Paying Attention

Attention is the beginning of devotion, Mary Oliver, the poet writes in her essay Upstream. It is the most beautiful quote ever, and in this age of distraction, it is a prescient message. Additionally, real attention, says Oliver, needs empathy; attention without feeling is just a report.

Indeed, when we are compassionately attentive, we truly live, taking in all that life has to offer, its ups and downs. The ups are cherished, the downs are embraced with love, humour and grace.

This practice is about bringing the attention back to the breath each time it wanders off to some path. We are strengthening the capacity to pay attention, one breath at a time, kindly, patiently and devotionally. The practice is also designed to respond to struggles in paying attention or attention deficit, and/or feeling hyperactive, easily stimulated (ADHD – Attention Deficit Hyperactivity Disorder).

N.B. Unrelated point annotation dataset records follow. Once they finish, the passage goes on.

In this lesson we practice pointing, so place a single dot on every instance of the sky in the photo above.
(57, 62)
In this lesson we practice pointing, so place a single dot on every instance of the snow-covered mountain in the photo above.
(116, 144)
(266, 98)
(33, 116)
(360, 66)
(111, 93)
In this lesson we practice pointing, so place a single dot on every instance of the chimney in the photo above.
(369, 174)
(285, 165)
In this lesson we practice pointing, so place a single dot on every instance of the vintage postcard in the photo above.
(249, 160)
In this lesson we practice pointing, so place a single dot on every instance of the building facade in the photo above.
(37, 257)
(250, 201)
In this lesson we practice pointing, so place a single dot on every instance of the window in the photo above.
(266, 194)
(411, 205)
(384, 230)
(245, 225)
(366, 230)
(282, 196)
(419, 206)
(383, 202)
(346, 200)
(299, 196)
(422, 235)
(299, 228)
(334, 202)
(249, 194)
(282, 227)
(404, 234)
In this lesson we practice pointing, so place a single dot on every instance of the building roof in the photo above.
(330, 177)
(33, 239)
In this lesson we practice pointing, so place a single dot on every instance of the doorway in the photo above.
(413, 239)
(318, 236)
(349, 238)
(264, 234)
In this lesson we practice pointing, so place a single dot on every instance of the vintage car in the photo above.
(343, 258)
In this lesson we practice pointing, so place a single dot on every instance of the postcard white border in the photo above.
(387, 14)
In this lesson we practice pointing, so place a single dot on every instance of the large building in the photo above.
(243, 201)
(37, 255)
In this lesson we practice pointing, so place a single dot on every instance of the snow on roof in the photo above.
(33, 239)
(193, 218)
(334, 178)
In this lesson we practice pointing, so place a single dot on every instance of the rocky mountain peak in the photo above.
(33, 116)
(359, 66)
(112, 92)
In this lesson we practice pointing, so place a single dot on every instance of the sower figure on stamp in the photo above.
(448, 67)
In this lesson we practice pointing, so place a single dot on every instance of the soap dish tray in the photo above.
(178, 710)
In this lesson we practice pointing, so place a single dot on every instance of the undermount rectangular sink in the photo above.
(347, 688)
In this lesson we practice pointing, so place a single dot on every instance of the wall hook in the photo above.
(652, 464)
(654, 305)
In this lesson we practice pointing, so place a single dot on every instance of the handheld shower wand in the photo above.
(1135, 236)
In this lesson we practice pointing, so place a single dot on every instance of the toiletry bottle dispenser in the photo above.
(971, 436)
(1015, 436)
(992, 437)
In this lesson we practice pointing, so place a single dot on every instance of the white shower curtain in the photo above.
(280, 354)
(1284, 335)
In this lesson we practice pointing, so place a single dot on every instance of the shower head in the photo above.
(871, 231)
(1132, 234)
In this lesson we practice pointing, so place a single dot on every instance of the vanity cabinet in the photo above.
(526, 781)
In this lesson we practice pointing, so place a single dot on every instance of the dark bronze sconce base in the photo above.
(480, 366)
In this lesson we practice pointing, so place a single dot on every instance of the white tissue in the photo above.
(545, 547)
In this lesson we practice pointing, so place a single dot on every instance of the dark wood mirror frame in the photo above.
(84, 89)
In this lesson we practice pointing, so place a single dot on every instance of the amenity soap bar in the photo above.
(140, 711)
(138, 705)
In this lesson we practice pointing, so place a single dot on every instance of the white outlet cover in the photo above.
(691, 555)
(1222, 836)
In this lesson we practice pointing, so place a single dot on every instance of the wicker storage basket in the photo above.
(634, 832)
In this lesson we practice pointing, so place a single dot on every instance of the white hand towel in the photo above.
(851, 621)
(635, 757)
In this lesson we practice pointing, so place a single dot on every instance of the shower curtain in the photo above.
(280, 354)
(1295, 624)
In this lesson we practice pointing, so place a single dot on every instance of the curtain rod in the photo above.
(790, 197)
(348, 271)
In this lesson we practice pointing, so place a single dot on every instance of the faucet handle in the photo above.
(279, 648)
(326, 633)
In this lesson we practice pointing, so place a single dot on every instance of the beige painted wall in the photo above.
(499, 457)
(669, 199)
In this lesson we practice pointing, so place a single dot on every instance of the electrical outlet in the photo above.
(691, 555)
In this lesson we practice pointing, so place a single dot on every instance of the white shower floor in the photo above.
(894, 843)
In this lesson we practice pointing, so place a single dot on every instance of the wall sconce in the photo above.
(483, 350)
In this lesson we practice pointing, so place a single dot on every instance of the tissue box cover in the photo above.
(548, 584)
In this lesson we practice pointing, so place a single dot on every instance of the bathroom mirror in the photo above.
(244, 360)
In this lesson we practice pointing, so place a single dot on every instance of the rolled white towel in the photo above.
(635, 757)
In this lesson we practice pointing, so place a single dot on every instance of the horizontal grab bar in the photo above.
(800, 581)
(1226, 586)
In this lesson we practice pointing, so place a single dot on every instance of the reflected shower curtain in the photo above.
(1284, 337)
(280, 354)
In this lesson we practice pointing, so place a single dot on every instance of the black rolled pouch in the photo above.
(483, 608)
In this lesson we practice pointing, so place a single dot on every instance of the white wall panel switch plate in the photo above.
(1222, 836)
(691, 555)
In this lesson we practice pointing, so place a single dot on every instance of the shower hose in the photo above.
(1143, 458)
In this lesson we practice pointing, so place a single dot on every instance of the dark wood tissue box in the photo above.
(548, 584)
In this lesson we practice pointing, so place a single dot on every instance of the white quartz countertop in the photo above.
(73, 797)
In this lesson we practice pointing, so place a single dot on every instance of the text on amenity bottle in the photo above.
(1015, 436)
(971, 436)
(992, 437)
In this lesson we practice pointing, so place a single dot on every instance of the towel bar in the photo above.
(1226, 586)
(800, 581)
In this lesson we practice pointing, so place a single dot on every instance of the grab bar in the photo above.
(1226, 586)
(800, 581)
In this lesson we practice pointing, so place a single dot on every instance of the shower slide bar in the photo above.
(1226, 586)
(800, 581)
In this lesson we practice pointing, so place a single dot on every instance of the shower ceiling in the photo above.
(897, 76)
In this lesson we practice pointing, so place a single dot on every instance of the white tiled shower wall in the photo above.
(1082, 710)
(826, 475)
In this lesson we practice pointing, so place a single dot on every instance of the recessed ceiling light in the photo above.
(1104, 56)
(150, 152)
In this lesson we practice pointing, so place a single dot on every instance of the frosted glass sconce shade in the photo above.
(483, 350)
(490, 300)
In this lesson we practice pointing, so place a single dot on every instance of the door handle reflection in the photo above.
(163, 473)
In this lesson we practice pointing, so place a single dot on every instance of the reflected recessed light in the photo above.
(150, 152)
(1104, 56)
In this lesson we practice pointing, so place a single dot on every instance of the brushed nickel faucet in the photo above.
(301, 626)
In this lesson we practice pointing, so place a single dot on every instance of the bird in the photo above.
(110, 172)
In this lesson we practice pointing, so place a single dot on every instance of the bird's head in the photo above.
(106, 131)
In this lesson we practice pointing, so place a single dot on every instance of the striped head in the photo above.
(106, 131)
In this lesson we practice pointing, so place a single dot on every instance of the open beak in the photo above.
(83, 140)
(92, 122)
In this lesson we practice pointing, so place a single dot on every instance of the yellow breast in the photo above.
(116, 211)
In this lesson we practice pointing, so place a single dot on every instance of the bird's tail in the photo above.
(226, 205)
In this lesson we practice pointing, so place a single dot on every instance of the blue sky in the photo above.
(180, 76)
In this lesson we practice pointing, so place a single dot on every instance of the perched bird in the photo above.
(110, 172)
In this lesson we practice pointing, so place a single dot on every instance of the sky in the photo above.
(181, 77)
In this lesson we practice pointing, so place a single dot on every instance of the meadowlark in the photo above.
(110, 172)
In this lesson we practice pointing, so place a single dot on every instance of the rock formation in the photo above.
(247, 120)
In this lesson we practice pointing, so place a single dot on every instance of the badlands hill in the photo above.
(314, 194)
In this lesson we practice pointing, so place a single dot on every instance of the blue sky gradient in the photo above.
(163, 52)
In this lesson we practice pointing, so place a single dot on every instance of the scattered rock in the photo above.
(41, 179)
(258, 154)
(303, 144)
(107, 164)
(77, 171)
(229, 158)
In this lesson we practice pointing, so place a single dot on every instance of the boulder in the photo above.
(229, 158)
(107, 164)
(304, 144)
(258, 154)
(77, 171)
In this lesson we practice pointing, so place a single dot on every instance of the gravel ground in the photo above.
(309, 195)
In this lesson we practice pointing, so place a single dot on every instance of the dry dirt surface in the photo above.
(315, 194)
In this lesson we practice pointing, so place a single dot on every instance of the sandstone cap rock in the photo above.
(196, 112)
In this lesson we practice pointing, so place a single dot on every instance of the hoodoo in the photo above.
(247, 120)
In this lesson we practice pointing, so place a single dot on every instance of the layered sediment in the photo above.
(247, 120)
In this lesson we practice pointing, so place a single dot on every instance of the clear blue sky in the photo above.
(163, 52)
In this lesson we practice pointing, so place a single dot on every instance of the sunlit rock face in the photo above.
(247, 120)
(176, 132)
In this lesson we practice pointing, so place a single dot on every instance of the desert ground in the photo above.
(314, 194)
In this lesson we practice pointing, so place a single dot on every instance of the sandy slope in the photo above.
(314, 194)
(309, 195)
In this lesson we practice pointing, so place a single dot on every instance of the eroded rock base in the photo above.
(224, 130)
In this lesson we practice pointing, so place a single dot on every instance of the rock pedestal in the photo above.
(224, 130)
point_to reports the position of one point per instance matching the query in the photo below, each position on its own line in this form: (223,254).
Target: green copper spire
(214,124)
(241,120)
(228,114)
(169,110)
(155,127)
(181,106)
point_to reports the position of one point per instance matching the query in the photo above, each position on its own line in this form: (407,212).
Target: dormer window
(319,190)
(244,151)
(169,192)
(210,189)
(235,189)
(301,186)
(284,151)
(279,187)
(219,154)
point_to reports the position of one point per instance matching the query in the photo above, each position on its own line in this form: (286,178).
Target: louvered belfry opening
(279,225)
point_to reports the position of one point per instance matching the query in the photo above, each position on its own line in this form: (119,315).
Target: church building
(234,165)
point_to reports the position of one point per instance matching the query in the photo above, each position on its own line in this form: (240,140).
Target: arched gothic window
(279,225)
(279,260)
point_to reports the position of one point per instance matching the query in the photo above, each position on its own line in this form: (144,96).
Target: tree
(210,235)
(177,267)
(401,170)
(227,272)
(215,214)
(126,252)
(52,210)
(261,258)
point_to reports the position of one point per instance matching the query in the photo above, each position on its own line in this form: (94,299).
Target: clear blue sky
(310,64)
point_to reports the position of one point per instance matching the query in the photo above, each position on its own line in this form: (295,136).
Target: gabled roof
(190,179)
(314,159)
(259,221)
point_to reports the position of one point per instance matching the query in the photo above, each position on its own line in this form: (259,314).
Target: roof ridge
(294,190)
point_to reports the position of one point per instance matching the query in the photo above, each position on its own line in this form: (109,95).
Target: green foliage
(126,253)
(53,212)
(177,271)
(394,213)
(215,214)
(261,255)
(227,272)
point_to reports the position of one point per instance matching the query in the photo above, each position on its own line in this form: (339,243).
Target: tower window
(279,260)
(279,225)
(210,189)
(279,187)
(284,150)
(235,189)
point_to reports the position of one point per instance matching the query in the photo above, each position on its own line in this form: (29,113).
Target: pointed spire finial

Upstream, Mary Oliver (extract)

One tree is like another tree, but not too much. One tulip is like the next tulip, but not altogether. More or less like people—a general outline, then the stunning individual strokes. Hello Tom, hello Andy. Hello ­Archibald Violet, and Clarissa Bluebell. Hello Lilian Willow, and Noah, the oak tree I have hugged and kissed every first day of spring for the last thirty years. And in reply its thousands of leaves tremble! 

In the beginning I was so young and such a stranger to myself I hardly existed. I had to go out into the world and see it and hear it and react to it, before I knew at all who I was, what I was, what I wanted to be.

Attention is the beginning of devotion.